Adaptive manufacturing is the key to thriving amid volatility

Louis Colomb

Many manufacturers are locked into a strategy for success that has served them well for years. But proven manufacturing strategies have been disrupted by unpredictable market demands and supply chains, rising costs, shipping delays and staff shortages.

Rising volatility highlights the need for a new adaptive manufacturing strategy that aligns with current market conditions. By taking a more agile, contextually intelligent, and flexible approach to moving from one manufacturing strategy to another, manufacturers are in a better position to capitalize on opportunities and mitigate risk.

The success of any adaptive manufacturing strategy depends on collaboration between engineering, product design, production planning and scheduling, and shop floor production teams, and the systems on which they are based. CAD / CAM, PLM, ERP and MES solutions each have their own pace and lexicon. Only by allowing these systems to share real-time data can manufacturing teams communicate and collaborate to pivot quickly as conditions change.

Let’s look at some examples:

Use an alternative to material in short supply. Overall, furniture and mattress makers have been caught off guard by severe foam shortages. However, companies with real-time access to customer orders through their ERP systems knew exactly what their exposure to open orders was. Some of these manufacturers have pivoted production by having their CAD and PLM designer teams refine their products with coil and fiber-based substitutes. Customers approved designs and manufacturers met delivery dates.

Quick start of new product lines. A plastic manufacturer serving the automotive aftermarket has responded to growing demand for ventilators and respiratory components. CAD designers and engineers have worked with clients in the medical industry on CAD designs. They then sent them to toolmakers who created molds in five days working two shifts. Within 10 days, the production line was operational thanks to the synchronization and collaboration made possible by its CAD, ERP and MES solutions all sharing the same database.

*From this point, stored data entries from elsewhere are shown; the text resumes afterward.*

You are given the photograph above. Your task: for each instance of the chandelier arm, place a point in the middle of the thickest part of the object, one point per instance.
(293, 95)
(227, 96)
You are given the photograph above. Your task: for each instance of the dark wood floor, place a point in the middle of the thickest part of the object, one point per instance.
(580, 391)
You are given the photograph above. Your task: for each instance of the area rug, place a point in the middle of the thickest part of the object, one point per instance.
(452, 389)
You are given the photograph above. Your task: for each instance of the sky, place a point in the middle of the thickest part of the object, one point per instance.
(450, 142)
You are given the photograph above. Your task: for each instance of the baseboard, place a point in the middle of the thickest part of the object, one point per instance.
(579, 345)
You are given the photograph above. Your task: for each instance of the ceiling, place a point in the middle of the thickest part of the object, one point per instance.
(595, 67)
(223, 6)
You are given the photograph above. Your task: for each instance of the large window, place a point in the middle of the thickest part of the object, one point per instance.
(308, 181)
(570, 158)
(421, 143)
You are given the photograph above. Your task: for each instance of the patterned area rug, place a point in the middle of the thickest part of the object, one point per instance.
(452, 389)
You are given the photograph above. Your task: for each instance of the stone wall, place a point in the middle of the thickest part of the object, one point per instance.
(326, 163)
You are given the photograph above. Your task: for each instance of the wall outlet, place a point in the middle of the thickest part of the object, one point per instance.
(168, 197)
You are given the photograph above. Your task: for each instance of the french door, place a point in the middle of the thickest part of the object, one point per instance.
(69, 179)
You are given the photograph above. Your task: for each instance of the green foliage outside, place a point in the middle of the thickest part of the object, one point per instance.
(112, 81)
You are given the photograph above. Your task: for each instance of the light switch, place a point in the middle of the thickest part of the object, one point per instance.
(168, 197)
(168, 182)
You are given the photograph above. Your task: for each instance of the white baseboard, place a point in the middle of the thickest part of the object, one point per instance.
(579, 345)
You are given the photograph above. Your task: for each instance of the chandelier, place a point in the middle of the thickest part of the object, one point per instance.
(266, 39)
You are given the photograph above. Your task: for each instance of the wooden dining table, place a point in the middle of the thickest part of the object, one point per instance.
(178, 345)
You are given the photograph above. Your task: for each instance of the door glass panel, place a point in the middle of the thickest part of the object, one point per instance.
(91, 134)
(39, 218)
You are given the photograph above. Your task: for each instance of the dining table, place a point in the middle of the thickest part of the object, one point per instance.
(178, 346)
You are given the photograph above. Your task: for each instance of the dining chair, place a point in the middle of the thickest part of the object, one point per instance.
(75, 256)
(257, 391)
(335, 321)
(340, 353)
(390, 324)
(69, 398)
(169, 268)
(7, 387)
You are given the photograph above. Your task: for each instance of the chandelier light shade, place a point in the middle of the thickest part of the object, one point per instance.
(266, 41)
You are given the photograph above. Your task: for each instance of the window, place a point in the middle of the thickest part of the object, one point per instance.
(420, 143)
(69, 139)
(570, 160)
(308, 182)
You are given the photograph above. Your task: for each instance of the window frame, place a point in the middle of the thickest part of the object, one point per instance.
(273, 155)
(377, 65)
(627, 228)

Alignment of the prices of materials and finished products. Long-term fixed price contracts can guarantee the flow of income and the use of capacity during a stable economic period. However, manufacturers have seen costs double for steel, triple for lumber, and triple for polypropylene over the past year, making adjustable prices critical. Using automated pricing in their ERP system, a distributor with a manufacturing arm updated the customer’s personalized pricing within two hours and the company maintained its margins.

Favor products with a high margin. For years, automakers have added rich computerized capabilities to all vehicle models. However, with the global shortage of microprocessors, automakers are using manual dials and grips for entry-level models and reserving advanced electronics for higher-end, more profitable vehicles. They also use their ERP systems and EDI services to share real-time customer demand forecasts with chip vendors to help them reduce uncertainties and invest in greater production capacity.

An adaptive manufacturing strategy allows every team critical to a product’s success to communicate and collaborate in real time. As a result, manufacturers can turn to new products faster, gain visibility and cost control, and improve product quality. Far from being a short-term approach, the ability to prioritize changing customer needs, while overcoming all constraints related to supply chain, labor, costs, machinery and to the workforce, is the future of smart manufacturing.